I flirted with a run for Congress in Indiana’s 9th district for 2010, the Tea Party year, a wave election sweeping Republicans into power in the House, and a great year to have run, but ultimately withdrew because of the difficulties of running such a campaign while maintaining a solo practice. I then took the plunge for a state seat, a more reasonable compromise considering my private practice, and sought the Republican nomination for State Representative for Indiana’s 63rd district, announcing in 2013 for the primary in May of 2014.

I ran as a reform minded grassroots constitutional conservative, fighting to restore state sovereignty and to rein in an out of control federal government. I spoke of the need to rebuild our broken culture and family, and to reinstate family and faith as the twin pillars of our communities. I argued for a vision of state activism beyond budgets, roads, and schools, as important as those matters were, as a vehicle for blunting an all-powerful central government. These and other conservative issues animated my campaign.

The process was bracing, a full-throated effort with volunteers, fundraisers, parades, festivals, interviews, phone banking, yard signs, door knocking, banners, ads, radio and TV interviews, speeches, and events. I met many good, deeply concerned Hoosiers. In the end, I was defeated by a very capable candidate, a highly successful local businessman with deep roots in the community, well-funded, backed by business interests and the state party. That gentleman, Mike Braun, went from state representative to US Senator, and is performing admirably. We communicate with one another and remain good friends and political allies. 

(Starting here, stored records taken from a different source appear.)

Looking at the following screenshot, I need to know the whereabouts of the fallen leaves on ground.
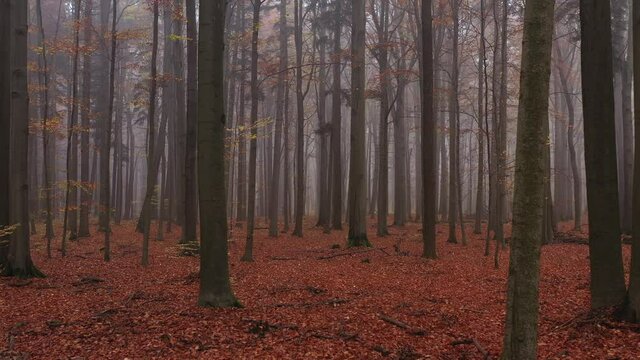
[0,219,640,359]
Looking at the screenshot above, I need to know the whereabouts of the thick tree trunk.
[197,0,239,307]
[580,0,625,309]
[498,0,554,360]
[5,0,44,277]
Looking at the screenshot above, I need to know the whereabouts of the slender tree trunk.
[269,0,289,237]
[293,0,305,237]
[348,0,371,247]
[497,0,554,354]
[627,3,640,322]
[181,0,198,243]
[376,0,391,236]
[447,0,460,244]
[331,0,343,230]
[142,0,159,266]
[236,6,248,227]
[197,0,239,307]
[421,0,438,259]
[61,0,80,256]
[78,0,93,237]
[242,0,263,261]
[580,0,626,309]
[35,0,55,248]
[473,0,488,234]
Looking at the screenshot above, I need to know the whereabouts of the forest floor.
[0,218,640,359]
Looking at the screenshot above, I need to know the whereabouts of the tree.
[447,0,464,244]
[181,0,198,243]
[242,0,264,261]
[0,0,11,272]
[62,0,80,256]
[330,0,343,230]
[0,0,44,277]
[78,0,93,237]
[372,0,391,236]
[627,0,640,322]
[496,0,554,360]
[580,0,626,309]
[100,0,118,261]
[294,0,305,237]
[473,0,488,234]
[348,0,371,247]
[198,0,239,307]
[269,0,289,236]
[35,0,55,248]
[421,0,438,259]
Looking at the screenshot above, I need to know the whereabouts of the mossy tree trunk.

In 2016 and 2018, I ran in the Republican primary for US Congress representing Indiana’s 8th district against Republican Congressman Larry Bucshon, a fellow physician. I believed his record to be insufficiently conservative and described him accurately, I believe, as a RINO. Indiana’s 8th district is geographically large with some 18 counties. It was quite daunting to get around to all the events, parades, dinners, and meetings, particularly while maintaining a busy solo medical practice. But we did. The issues at the congressional level were more in my wheelhouse having to do with national and international matters. We ran an aggressive campaign, but Bucshon beat me handily. I learned, after two such runs, that it is especially challenging to defeat an incumbent of the same party, in other words, to “primary” him. 2010 was the year to have gotten in, with Democrats holding the seats but in a “red wave” banner year. Both Larry Bucshon and Todd Young were of the class of 2010. It should have been my year, but alas, it was not to be. 

Nonetheless, I enjoyed myself, learned a lot, and met many great patriots. I will continue writing books and blogs, produce podcasts and videos on current topics, speak out on the issues, and organize on a local, grassroots level. Given the division and fracture of the country at the national level, it is at the county level, as in “red” counties, and then red states, where I believe we have our best chance to preserve a sanctuary for our God-given and Constitutional rights and liberties, and, perhaps, save the nation.